Dua jam berlalu dari detakan jam dinding. Bayangan ibu serasa melekat erat diujung pelupuk mataku. Kesedihan masih mewarnai ruang hatiku. Aku tidak percaya, siswi itu keracunan oleh nasi goreng kami. Tapi , aku tak tau harus berbuat apa untuk mengungkapkan suatu kebenaran yang aku yakini. Dalam kegelisahan. Hatiku terketuk oleh sesuatu. Tersentuh melakukan sesuatu. Bisikan itu membuatku berhasrat untuk memohon kepada Tuhan. Aku mengadu semuanya kepada Tuhan. Setelah itu pikiranku terasa lebih ringan dari sebelumnya.

Tuk … tuk … tuk . Aku mendengar seseorang sedang mengetuk.Tapi bukan hatiku yang terketuk melainkan pintu rumahku. Cepat-cepat kubuka pintu rumah dan kudapati Pak Rahdi berdiri menungguku dengan membawakan kantung putih berisikan makanan untuk orang sakit, sekilas aku sudah mengerti maksudnya itu. Aku menyetujui ajakan Pak Rahdi menjenguk siswi yang keracunan itu.
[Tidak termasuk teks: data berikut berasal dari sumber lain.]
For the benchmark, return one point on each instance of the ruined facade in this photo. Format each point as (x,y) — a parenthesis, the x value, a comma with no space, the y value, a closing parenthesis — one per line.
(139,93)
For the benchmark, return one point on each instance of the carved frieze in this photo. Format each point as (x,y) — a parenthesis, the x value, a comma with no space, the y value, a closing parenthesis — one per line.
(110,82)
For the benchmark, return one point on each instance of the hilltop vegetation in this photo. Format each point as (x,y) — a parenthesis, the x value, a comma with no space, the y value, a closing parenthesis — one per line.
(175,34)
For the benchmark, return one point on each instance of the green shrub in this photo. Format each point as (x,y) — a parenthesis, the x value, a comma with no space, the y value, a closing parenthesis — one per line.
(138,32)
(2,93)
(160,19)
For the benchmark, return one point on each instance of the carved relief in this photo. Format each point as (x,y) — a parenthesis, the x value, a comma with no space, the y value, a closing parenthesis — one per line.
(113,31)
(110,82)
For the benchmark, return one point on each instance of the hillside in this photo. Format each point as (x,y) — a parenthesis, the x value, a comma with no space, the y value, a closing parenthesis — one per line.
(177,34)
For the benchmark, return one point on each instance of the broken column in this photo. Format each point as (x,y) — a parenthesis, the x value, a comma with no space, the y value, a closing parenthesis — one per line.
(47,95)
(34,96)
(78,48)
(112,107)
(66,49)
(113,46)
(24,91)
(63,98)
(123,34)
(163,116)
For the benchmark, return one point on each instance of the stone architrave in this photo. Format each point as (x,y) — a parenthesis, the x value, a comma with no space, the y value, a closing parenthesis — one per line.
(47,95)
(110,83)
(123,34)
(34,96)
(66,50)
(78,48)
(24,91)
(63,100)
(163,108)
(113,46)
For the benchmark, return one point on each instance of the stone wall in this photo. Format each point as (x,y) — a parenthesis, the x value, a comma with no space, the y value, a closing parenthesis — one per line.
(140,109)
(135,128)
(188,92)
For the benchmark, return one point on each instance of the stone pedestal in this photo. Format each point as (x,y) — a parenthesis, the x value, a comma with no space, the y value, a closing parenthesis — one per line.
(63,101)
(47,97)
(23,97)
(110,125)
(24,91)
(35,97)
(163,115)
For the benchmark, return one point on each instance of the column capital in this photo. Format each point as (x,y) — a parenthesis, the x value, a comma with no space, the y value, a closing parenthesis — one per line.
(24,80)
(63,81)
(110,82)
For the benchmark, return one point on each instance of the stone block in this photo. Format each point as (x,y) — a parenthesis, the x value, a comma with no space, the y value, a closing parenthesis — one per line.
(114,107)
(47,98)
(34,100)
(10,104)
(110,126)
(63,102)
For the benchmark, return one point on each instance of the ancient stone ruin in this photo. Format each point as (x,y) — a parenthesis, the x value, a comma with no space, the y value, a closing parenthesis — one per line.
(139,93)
Sesampainya kami di kamar rumah sakit tempat siswi itu dirawat, kulihat dia sudah sadar dan kondisinya membaik. Ketika aku menatap matanya, dia menyalurkan kearah mamanya dengan tatapan yang sama. Seakan-akan dia berbuat suatu kesalahan dan ingin dimaafkan. Perlahan tapi pasti. Siswi itu bercerita suatu hal terjadi. Dihadapan aku , Pak Rahdi, keluarganya dan dua orang polisi yang kebetulan juga menjenguknya. Dia mengatakan bahwa dia bermaksud untuk bunuh diri karena dia tak sanggup ditinggal kekasihnya karena gadis lain. Waktu itu dia pergi ke toko Pak Rahdi hendak membeli nasi goreng dan berbarengan dengan itu dicampurkannya racun tikus kedalam nasi. Tapi baru setengah daru botol racun itu tertuang, sementara ada orang lain yang berbelanja. Mungkin karena itu dia masih bisa ditolong dan hidup sampai sekarang.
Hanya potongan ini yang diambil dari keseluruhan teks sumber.